La normativa del Senado también establece que la comisión de Asuntos Constitucionales debe emitir dictamen luego de los 60 días ingresado el pedido. Eso no ha ocurrido, más allá de que la Comisión se constituyó el 21/03 último.
En este sentido, los senadores piden que se convoque a la sesión especial "antes del 07/06 2o se decida respecto del tema de interpretación planteado, consultando eventualmente a las comisiones de Asuntos constitucionales o Labor Parlamentaria", dice la nota.
"Hay una discusión respecto a si corresponde computar los días hábiles o los días corridos ya que la ley marca que a los 180 días de ingresar el pedido lo debe tratar el pleno. Pedimos sesión pero también pedimos que Labor determine si se trata de días corridos o hábiles", explicó el jefe de los senadores del PRO, Humberto Schiavoni.
Schiavoni añadió que, si se acuerda que se trata de días hábiles, habrá más tiempo para debatir el pedido de desafuero y aceptó que el oficialismo necesita de un acuerdo para sesionar ya que no posee quórum propio. "No tenemos posibilidad de hacer quórum; necesitamos el concurso de los otros bloques", remarcó.
Schiavoni apuntó a un tema central.
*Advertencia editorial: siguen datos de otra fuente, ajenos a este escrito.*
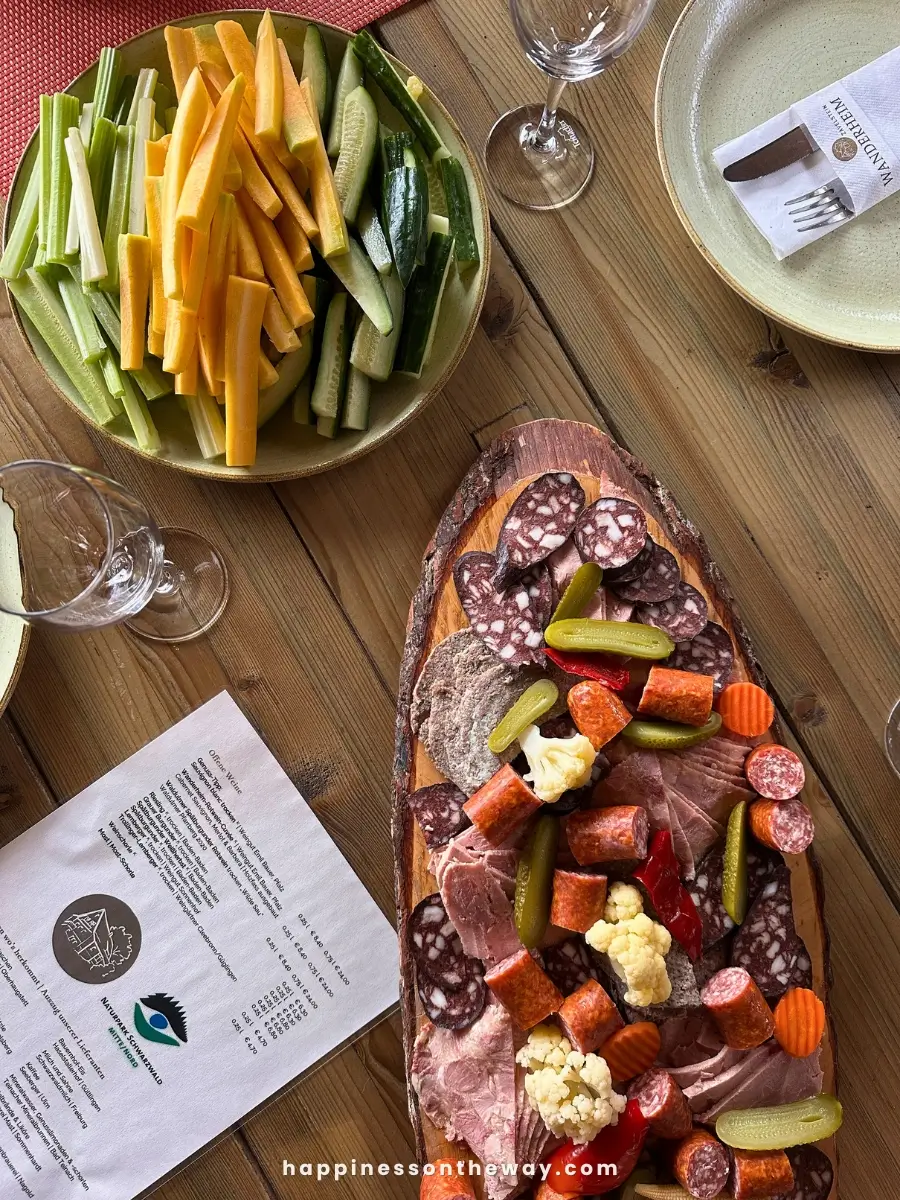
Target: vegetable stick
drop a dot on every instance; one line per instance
(269, 84)
(190, 121)
(183, 55)
(135, 273)
(245, 304)
(277, 264)
(205, 177)
(94, 263)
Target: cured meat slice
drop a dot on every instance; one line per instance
(683, 616)
(611, 532)
(657, 582)
(540, 521)
(511, 622)
(438, 810)
(709, 652)
(569, 965)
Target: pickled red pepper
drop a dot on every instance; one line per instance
(660, 875)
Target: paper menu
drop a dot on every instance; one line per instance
(177, 943)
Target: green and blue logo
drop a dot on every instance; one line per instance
(161, 1019)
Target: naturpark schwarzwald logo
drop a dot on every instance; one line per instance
(161, 1019)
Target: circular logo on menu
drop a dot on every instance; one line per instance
(845, 149)
(96, 939)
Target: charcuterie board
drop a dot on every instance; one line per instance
(472, 522)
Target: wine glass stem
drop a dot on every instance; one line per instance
(545, 135)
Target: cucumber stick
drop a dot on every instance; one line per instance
(358, 147)
(316, 69)
(364, 283)
(348, 78)
(424, 306)
(373, 353)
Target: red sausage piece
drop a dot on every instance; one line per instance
(588, 1017)
(579, 900)
(739, 1008)
(774, 772)
(502, 805)
(663, 1103)
(701, 1165)
(607, 835)
(525, 989)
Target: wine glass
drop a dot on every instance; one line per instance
(90, 555)
(541, 157)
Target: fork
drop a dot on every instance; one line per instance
(817, 209)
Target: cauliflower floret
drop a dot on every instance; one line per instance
(573, 1092)
(636, 949)
(557, 765)
(623, 903)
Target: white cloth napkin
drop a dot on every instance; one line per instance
(862, 111)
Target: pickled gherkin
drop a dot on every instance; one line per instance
(534, 880)
(609, 637)
(582, 587)
(528, 709)
(667, 736)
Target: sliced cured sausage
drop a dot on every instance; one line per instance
(611, 532)
(683, 616)
(701, 1165)
(438, 810)
(663, 1103)
(511, 622)
(657, 582)
(774, 772)
(786, 826)
(540, 521)
(709, 652)
(738, 1008)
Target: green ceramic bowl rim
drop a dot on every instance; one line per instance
(756, 301)
(219, 471)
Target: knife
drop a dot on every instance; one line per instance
(790, 148)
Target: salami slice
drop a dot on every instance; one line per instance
(658, 581)
(540, 521)
(709, 652)
(438, 810)
(510, 623)
(569, 965)
(683, 616)
(611, 532)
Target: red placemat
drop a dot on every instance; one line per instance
(46, 43)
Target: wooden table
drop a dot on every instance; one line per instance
(784, 450)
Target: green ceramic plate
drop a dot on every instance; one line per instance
(732, 64)
(287, 450)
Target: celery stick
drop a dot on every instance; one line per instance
(137, 209)
(142, 423)
(94, 262)
(107, 85)
(84, 323)
(40, 301)
(118, 207)
(64, 117)
(24, 227)
(144, 89)
(45, 150)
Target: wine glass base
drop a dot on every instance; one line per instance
(533, 178)
(191, 595)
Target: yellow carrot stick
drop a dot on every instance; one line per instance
(245, 304)
(205, 177)
(277, 264)
(133, 295)
(269, 84)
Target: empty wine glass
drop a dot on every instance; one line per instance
(540, 157)
(90, 555)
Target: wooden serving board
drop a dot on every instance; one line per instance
(472, 521)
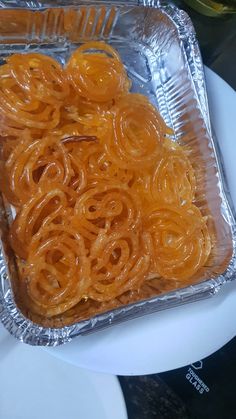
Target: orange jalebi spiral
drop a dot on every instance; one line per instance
(118, 264)
(57, 270)
(179, 240)
(50, 203)
(138, 132)
(98, 166)
(32, 89)
(35, 162)
(172, 179)
(108, 207)
(104, 200)
(97, 76)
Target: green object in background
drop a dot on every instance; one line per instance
(213, 8)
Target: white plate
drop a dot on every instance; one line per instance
(35, 385)
(180, 336)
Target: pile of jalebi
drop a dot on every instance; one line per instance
(104, 200)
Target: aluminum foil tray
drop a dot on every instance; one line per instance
(158, 45)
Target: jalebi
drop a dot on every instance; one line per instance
(104, 199)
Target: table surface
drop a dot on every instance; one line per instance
(177, 394)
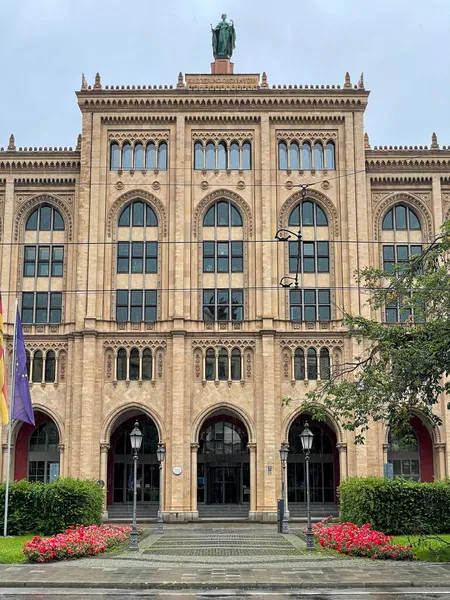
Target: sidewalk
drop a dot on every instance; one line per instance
(232, 558)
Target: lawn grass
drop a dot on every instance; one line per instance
(11, 549)
(431, 551)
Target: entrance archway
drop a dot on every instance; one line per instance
(223, 467)
(120, 469)
(323, 469)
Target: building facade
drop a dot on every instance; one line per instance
(147, 272)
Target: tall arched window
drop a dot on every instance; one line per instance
(114, 160)
(121, 364)
(126, 156)
(50, 364)
(282, 156)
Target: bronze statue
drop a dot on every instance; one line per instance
(223, 38)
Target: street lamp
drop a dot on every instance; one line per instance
(284, 451)
(161, 454)
(306, 437)
(136, 441)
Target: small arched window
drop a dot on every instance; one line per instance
(38, 364)
(114, 160)
(150, 156)
(45, 218)
(210, 156)
(210, 365)
(306, 156)
(401, 217)
(222, 157)
(236, 373)
(294, 156)
(147, 364)
(138, 157)
(246, 155)
(330, 156)
(324, 364)
(299, 364)
(50, 367)
(282, 156)
(318, 156)
(162, 156)
(198, 156)
(126, 156)
(121, 364)
(311, 362)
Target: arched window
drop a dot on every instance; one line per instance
(246, 155)
(126, 156)
(311, 362)
(162, 156)
(121, 364)
(222, 157)
(147, 364)
(210, 365)
(138, 157)
(210, 156)
(150, 156)
(306, 156)
(294, 156)
(38, 364)
(50, 367)
(198, 156)
(222, 365)
(401, 217)
(330, 156)
(282, 156)
(318, 156)
(134, 364)
(234, 156)
(324, 364)
(114, 160)
(45, 218)
(299, 364)
(236, 374)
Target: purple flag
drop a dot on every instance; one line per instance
(22, 408)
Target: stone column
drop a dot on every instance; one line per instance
(104, 448)
(253, 487)
(194, 458)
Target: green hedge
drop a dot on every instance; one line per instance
(46, 509)
(396, 506)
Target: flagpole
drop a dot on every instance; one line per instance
(11, 402)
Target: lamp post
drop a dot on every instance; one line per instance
(161, 454)
(284, 451)
(306, 437)
(136, 441)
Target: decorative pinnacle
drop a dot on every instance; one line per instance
(12, 143)
(434, 142)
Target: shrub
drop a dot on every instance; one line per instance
(50, 508)
(348, 538)
(396, 506)
(75, 543)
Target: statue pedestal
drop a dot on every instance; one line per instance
(222, 66)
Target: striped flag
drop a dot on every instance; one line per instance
(3, 404)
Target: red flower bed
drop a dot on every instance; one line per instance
(75, 543)
(350, 539)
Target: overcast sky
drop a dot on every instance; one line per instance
(402, 46)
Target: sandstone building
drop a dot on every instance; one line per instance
(148, 274)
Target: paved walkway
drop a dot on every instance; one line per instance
(210, 557)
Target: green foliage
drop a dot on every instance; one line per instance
(50, 508)
(396, 506)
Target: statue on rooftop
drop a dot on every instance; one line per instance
(223, 38)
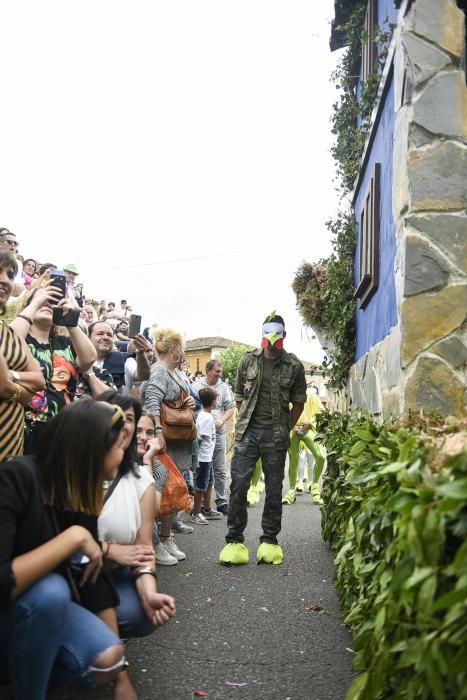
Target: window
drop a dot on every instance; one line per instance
(369, 46)
(369, 241)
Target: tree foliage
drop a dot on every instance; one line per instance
(395, 513)
(324, 290)
(230, 359)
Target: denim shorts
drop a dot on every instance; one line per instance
(204, 476)
(44, 637)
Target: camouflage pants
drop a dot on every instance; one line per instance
(256, 443)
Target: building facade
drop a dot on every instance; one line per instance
(200, 350)
(410, 208)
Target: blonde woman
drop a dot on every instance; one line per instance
(166, 383)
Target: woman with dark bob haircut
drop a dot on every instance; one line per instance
(125, 530)
(50, 560)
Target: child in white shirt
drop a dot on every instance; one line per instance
(206, 430)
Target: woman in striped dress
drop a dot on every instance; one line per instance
(20, 374)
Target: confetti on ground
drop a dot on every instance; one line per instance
(236, 685)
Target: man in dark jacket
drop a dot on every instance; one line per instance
(270, 392)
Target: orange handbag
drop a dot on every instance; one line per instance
(175, 495)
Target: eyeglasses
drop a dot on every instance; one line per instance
(118, 415)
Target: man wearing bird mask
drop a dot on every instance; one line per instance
(269, 381)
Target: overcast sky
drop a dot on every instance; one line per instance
(176, 152)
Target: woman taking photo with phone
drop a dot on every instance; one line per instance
(48, 509)
(20, 375)
(125, 531)
(61, 353)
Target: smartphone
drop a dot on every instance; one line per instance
(70, 320)
(134, 325)
(59, 281)
(79, 559)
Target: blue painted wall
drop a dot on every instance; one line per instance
(374, 322)
(387, 13)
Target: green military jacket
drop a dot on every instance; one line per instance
(288, 385)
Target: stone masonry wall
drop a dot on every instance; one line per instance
(422, 363)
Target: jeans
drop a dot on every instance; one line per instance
(256, 443)
(204, 476)
(46, 638)
(220, 469)
(132, 621)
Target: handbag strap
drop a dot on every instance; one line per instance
(184, 386)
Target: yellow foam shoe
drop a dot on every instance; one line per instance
(234, 553)
(289, 498)
(269, 553)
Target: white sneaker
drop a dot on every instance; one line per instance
(180, 526)
(163, 557)
(173, 550)
(212, 514)
(199, 519)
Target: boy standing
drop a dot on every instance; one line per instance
(206, 430)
Y es que ni siquiera el peronismo no kirchnerista no le dará al oficialismo los votos que necesitan para desaforar a Cristina Fernández. Tal como lo expresó alguna vez Miguel Pichetto, líder de esa bancada, la doctrina del Senado, históricamente con preponderancia justicialista, ha siwdo la de aguardar un condena en firme, es decir con la aprobación de la Corte Suprema, antes de despojar a un senador de su inmunidad de arresto. El ejemplo viviente de ello es Carlos Menem, quien cuenta con una sentencia a prisión con varias confirmaciones de distintas instancias, pero no del máximo tribunal del país.
Cristina Fernández apenas cuenta con un procesamiento confirmado por la Cámara Federal. Nada más lejano a una condena en firme.
En este escenario, cabe preguntarse si el oficialismo, a instancias del presidente Mauricio Macri, agita el desafuero sólo como forma de poner el foco de atención en otro lado cuando su imagen se deteriora producto de la fragilidad de la economía a merced de una inflación que no puede dominar. Por otro lado, la iniciativa no hace más que exponer nuevamente la necesidad de Cambiemos de contar con la exPresidente como figura polarizante. Así ganó las elecciones de 2015 y 2017. ¿Por qué no intentarlo también en 2019 y probar que el laberinto circular aún funciona?
También exploraría el Gobierno con esta avanzada otra forma de profundizar la fragmentación del peronismo, disimulada en la unión para limitar las subas de tarifas, que el Presidente ya vetó. No parece ser el desafuero, de todas formas, algo que inquiete especialmente al PJ, que permanecerá pegado a la conducta histórica de no entregar a un senador a menos que haya sido condenado por la Corte Suprema.